Mówi się, że formy nikt nie zrobił w dwa tygodnie, to i w tak krótkim czasie znacznie nie przytyje. Fakt. Ale co zrobić, by jak najbardziej zminimalizować ryzyko przybrania na wadze w takim okresie?
DIETA
Można zdecydować się na odchudzanie. Mamy więcej czasu, nie kuszą posiłki na mieście, kurier podrzuca catering dietetyczny pod drzwi – to jest super pomysł. Nieakceptowalnym byłoby zupełne porzucenie jakichkolwiek zasad zdrowego odżywiania. Brak ram w diecie to nigdy nie jest dobry pomysł, zwłaszcza przy ograniczonej aktywności fizycznej.
BILANS ENERGETYCZNY
Kwarantanna wymusi na większości osób mniejsze zapotrzebowanie i zużycie kilokalorii: o ok. 300-500 mniej na dobę (w tych granicach).
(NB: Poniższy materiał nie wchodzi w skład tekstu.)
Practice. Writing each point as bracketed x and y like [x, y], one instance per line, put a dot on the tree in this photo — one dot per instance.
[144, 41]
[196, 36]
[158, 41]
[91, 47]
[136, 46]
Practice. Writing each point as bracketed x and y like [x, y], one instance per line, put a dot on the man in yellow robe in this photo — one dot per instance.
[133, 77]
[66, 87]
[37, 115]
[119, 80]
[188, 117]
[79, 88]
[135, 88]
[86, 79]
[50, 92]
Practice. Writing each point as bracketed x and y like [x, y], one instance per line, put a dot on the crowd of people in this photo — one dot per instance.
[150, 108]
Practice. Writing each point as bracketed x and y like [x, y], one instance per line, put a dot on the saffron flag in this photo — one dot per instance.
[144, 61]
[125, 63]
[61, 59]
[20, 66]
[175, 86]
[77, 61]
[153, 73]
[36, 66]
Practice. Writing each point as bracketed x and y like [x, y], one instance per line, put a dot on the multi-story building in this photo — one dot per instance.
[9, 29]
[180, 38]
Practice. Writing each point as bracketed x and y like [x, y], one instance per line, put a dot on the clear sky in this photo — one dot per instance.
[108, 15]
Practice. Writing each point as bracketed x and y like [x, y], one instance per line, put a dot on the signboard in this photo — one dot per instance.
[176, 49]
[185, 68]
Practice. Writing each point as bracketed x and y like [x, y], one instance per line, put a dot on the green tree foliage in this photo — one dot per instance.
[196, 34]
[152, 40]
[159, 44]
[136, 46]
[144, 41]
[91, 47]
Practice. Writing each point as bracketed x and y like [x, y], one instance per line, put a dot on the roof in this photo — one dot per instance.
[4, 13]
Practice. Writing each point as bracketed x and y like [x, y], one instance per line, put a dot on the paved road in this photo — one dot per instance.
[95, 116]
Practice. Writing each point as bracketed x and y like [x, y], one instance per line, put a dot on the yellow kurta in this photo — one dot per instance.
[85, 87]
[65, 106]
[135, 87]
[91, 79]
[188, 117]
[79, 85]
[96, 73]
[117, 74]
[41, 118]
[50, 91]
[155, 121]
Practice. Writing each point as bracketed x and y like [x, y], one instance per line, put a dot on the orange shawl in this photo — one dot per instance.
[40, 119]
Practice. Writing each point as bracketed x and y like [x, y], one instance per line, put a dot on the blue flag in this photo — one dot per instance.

Jeśli więc jesteś na diecie redukcyjnej rozważ to w swoim jadłospisie lub przy zamówieniu cateringu.
TRENING
Łatwiej Ci będzie podczas kwarantanny utrzymać już wypracowane mięśnie niż je rozbudowywać. Wiemy, że potrzeba około 1/3 dotychczasowej objętości treningowej i treningu raz w tygodniu, żeby utrzymać masę mięśniową nawet przez 32 tygodnie. Krótko mówiąc – można ćwiczyć na pół gwizdka i nadal zachować proporcje i wymiary swoich mięśni.
SUPLEMENTACJA
Można ją włączyć w celu ochrony wypracowanych mięśni. Jednym z suplementów, na które warto stawiać, są kwasy tłuszczowe omega-3. Można też rozważyć większe spożycie ryb zamiast suplementów (np. łososia, który jest dobrym źródłem kwasów omega) i kreatynę (jeśli wcześniej nie suplementowałeś tego składnika zapoznaj się najpierw z tematem jej ładowania).
Nastały ciężkie czasy dla dobrej formy, ale pewne rozwiązania mogą pomóc zminimalizować straty ciężkiej pracy.